What is Big Data? According to Wikipedia, “The term ‘Big Data’ (abbreviated as B.D) is a phrase referring to data processing and statistical analysis driven by technological growth or market evolution.” It was defined in the November 1997 paper by Raja D. Gopalakrishnan and Youssef El Ghouli, “A revolution in Information Technology and its impact on business and trade.”
Gopalakrishnan and El Ghouli first used the term ‘big data’ in a scientific paper published in Science Reviews in July 1997. The paper, “Spatio-Temporal Analysis and Its Application to Biostatistics,” described a new methodology for managing and analyzing big data. The methodology combined two main ideas: sampling techniques that were new at the time and velocity methods that had only recently been developed by applied behavioural scientists.
They showed how using both these new techniques, along with a specialised software package called the Temporal Clustering Algorithm (TCA), they could analyse high-velocity, high-volume (HVMM) enterprise database records and produce reliable, accurate results quickly. The paper was entitled, “computational analysis of large quantitative databases: spatio-temporal dynamics and velocity estimation.”
Gopalakrishnan and El Ghouli did not discuss the application of their techniques to real-time applications, but they did discuss how the Temporal Clustering Algorithm and their specially designed software tool can be used to exploit existing big data sources. For example, they said that the US Department of Defense should be able to obtain operational, action-planning data quickly and easily. How is this done? The software tool would be able to analyse data sources, such as videos of military actions being taken by troops in Afghanistan, from a variety of remote locations around the globe, at different times of day. It would allow analysts to determine patterns, link events and locations, evaluate them and create dashboards to provide crucial insights into how soldiers are operating in the field.

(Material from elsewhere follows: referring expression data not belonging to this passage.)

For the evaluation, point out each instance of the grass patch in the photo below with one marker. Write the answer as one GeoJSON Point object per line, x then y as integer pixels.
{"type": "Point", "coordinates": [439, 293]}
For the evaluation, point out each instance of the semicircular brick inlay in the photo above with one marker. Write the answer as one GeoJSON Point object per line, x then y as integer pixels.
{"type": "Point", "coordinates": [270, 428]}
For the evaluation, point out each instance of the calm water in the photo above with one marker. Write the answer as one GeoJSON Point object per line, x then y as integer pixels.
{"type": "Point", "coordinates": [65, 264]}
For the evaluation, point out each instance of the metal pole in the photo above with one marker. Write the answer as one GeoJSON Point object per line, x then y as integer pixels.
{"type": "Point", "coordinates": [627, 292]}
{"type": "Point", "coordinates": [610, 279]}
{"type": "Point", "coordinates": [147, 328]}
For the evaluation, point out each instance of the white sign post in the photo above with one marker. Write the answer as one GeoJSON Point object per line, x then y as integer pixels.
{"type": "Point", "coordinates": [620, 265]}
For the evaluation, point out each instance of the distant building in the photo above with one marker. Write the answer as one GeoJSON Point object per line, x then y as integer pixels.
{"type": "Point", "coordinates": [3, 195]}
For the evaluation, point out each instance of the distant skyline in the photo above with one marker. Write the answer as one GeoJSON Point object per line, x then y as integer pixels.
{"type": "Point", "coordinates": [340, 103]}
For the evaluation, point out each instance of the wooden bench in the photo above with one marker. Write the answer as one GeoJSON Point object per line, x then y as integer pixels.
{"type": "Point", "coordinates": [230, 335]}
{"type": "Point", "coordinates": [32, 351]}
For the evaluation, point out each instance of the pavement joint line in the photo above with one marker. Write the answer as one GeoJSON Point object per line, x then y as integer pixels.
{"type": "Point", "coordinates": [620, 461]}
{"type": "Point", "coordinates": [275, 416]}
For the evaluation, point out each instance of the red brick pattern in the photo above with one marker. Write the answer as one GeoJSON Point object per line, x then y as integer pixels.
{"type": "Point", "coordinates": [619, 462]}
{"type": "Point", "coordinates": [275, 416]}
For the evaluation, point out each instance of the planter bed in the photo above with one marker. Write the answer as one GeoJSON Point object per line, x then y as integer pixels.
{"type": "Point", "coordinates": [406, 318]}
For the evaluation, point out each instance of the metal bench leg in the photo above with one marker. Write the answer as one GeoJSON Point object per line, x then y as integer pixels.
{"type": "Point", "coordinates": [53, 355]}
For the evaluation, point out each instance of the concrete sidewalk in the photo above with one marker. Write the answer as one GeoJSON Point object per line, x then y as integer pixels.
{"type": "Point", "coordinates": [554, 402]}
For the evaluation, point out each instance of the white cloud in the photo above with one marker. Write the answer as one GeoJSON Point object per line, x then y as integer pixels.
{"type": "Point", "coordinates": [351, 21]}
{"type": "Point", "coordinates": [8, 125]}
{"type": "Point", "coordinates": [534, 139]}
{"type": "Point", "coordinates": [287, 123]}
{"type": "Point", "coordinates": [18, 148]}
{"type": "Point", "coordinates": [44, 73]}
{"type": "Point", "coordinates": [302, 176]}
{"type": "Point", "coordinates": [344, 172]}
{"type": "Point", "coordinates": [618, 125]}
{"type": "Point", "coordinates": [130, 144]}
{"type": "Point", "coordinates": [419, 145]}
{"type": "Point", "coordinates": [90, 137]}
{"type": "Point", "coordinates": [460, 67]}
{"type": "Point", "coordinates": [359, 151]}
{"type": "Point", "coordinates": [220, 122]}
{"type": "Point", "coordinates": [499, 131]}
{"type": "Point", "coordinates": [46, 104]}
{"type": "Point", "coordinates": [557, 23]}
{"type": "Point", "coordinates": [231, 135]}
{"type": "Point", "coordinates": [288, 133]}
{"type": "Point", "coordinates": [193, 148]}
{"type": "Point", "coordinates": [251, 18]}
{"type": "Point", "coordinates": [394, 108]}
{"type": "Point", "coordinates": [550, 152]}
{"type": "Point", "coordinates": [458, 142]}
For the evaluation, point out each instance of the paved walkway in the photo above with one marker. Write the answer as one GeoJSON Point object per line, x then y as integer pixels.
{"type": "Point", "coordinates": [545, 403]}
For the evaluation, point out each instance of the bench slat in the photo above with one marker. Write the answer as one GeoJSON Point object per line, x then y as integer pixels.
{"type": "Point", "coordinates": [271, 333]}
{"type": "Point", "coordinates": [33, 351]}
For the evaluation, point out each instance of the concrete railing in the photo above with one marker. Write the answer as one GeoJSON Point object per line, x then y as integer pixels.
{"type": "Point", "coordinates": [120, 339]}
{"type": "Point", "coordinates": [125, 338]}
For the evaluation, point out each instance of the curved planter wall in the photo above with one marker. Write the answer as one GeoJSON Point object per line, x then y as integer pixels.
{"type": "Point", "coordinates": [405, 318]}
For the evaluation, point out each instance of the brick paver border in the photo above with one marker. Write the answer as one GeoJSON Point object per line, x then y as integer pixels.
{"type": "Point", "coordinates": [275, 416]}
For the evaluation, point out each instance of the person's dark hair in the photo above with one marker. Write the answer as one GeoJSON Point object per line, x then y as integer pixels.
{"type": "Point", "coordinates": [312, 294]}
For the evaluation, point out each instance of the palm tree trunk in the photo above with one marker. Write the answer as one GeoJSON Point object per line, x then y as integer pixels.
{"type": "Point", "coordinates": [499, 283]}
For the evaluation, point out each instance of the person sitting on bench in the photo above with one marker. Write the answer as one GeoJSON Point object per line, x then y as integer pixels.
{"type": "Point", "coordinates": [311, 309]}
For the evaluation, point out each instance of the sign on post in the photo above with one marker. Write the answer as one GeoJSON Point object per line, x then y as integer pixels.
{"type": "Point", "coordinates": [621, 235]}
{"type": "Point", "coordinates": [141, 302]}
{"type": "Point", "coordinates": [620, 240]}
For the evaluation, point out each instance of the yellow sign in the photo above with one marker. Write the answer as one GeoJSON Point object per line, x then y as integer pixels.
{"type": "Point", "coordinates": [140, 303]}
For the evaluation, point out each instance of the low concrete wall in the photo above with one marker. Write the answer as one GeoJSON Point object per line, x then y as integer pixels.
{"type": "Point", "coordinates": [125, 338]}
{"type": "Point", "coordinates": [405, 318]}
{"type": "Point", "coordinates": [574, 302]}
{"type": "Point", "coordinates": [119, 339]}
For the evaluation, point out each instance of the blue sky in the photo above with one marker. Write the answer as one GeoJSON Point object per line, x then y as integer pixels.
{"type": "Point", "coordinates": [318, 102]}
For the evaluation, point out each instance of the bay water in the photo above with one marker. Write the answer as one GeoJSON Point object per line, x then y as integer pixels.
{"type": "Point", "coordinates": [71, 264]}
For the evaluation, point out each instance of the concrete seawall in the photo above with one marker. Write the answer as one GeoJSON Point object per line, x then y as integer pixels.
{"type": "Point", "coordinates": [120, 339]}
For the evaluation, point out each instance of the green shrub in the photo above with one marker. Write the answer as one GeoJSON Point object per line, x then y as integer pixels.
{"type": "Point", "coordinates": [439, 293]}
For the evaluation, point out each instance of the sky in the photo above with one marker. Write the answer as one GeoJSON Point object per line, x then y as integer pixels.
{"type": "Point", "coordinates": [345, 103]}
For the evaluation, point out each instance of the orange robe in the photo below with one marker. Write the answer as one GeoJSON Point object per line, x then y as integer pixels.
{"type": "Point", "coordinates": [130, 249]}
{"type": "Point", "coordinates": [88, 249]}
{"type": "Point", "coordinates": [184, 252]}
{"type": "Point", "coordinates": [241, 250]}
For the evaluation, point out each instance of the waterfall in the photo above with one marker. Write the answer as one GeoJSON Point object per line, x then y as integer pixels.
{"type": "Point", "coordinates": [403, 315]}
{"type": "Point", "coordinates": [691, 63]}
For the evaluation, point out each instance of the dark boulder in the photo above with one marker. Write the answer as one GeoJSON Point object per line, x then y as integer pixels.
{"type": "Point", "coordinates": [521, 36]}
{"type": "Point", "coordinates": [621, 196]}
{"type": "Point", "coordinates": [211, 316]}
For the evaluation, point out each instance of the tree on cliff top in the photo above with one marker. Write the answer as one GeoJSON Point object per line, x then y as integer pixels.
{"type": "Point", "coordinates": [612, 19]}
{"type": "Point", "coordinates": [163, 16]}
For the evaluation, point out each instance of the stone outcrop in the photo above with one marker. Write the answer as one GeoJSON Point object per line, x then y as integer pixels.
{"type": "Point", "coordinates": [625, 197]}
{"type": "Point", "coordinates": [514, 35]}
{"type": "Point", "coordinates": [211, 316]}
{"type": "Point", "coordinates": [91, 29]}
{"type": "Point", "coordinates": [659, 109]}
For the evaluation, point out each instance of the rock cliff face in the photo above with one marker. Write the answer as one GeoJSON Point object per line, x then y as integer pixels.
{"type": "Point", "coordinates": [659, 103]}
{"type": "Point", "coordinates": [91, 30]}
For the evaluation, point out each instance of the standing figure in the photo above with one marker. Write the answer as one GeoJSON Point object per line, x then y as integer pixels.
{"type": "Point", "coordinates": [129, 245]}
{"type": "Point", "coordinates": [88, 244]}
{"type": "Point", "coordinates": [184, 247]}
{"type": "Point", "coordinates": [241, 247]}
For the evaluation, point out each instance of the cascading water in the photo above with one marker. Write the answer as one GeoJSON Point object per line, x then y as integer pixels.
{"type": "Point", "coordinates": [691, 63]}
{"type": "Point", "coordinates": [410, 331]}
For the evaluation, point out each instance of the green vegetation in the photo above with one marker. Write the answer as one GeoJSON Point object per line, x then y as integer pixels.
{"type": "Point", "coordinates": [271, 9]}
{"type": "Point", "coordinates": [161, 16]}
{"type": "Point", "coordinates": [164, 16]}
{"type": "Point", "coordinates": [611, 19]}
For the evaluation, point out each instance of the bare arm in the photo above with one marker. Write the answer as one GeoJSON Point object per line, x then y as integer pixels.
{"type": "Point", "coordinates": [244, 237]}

They also tackled another important problem faced by companies and organisations of all sizes everywhere, which was how to deal with huge amounts of unstructured, semi-structured or even blended big data. They said that the answer lies in adopting a multi-tiered approach to data management. For example, some sources of big data may need more manual tracking than others. This is why it is better to have a server-side processing model, where the data types are structured before being stored on the users’ machines. However, this is not always possible, so companies must then use what is called an extractor and indexing tool to extract the needed data types from the mediums chosen.
Another issue that Gopalakrishnan and his team had to face was how to deal with big data that comes from unstructured sources. If the sources are not structured, the users will have a very hard time understanding the information, even if they can extract it in a manner that is acceptable. For instance, say a data set comes from a smartphone that has been captured with the user’s consent. Since the phone has the GPS chip, the device will present coordinates about its location, along with other data types that the user wants it to give up. In such a scenario, users will have a hard time using it to find relevant information.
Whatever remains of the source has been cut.